Acceleration of a jump on the moon

July 16th, 2009 | Tags: , ,

Yesterday, I uploaded a post from my old site about slowing down time to make videos look like they were on the moon. If you haven’t read that, the short story is that it doesn’t look right when speed Apollo videos up so that the acceleration is -9.8 m/s2.

What started that whole thing was an even earlier post. Here is an example of using video analysis (Tracker Video Analysis) to measure the acceleration of a jumping astronaut on the moon. In this case, it is the famous “jump salute” from Apollo 16 astronaut John Young.

First, thanks John (or whoever videoed it). This is a good video for analysis. Modeling people can be difficult, especially when they are floppy. In this case John Young was essentially rigid. Plus, the camera did not zoom or pan. Too bad there was not a meter stick in the frame.

So, that is the first task. To scale the video. I first thought of using the height of the astronaut, but I could not find that data (plus he is wearing that space suit). Instead, I used the length of the PLSS (Primary Life Support System) the big back pack thing.

This site – http://www.myspacemuseum.com/plss.htm gives the length of the PLSS as 26.4 inches (0.67 meters). Now to the data:

Dotphys 2.Rwsw 2

Here is a plot of the vertical motion of the astronaut during the jump. I fit a quadratic function to the data shown in the graph. This gives a downward acceleration of 1.4 m/s2 which would correlate to 1.4 N/kg gravitational field. This is very close the the official Wikipedia value of 1.6 N/kg. I think there are two problems with this video. First, I need a better quality video – this one as duplicate frames. Second, I probably need a better item to use to scale the video. Nonetheless, this does not look like an a jump in a studio on Earth.

  1. Patrik
    October 21st, 2009 at 16:23
    Reply | Quote | #1

    Hello over there,

    I am a physics teacher from germany and I wonder how you grabbed the moonjump video? When I download it from youtube, I only get a flv-file. If I convert it, I need an information about the number of frames per second. In europe, we use 25 fps (Pal), and I thinkyou used 29 and somthing (ntsc). By now I did not get an avi file – wich I need for our videoanalysis-tool in school – to analyse the video correctly.

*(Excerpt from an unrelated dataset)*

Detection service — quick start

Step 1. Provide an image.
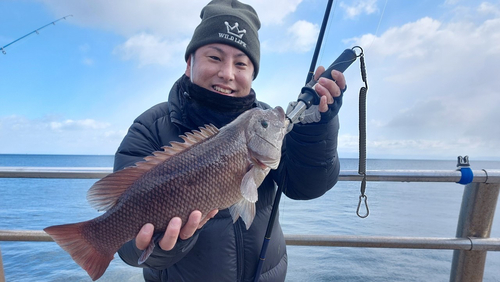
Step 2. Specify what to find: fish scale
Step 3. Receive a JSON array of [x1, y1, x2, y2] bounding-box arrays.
[[44, 107, 287, 280]]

    Also in your diagram I don“t understand the points at around 1second, where there are 2 points right next to oneanother.

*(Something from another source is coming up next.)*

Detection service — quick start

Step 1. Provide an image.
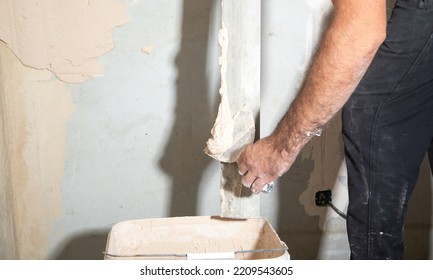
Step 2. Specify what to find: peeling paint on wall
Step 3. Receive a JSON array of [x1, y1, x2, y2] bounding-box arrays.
[[0, 0, 127, 82], [0, 42, 74, 259]]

    Does somebody now, with how many frames per second they filmed this video (???) and where I get it (without any images doubled)?

    It would be very kind, if anyone could help me,

    kind regards Patrik

  2. Rhett
    October 21st, 2009 at 16:33
    Reply | Quote | #2

    @Patrik,

    When I get an flv file, I use Mpeg Streamclip or VLC to convert it to a .mov file (both free). The info on the fps is contained in the movie (so it knows how to correctly play it back). When you convert it, it should be fine.

    In the diagram, there are two points at the same time because of repeating frames. This sometimes happens when a video is encoded more than once. I just ignore it and go ahead with the analysis.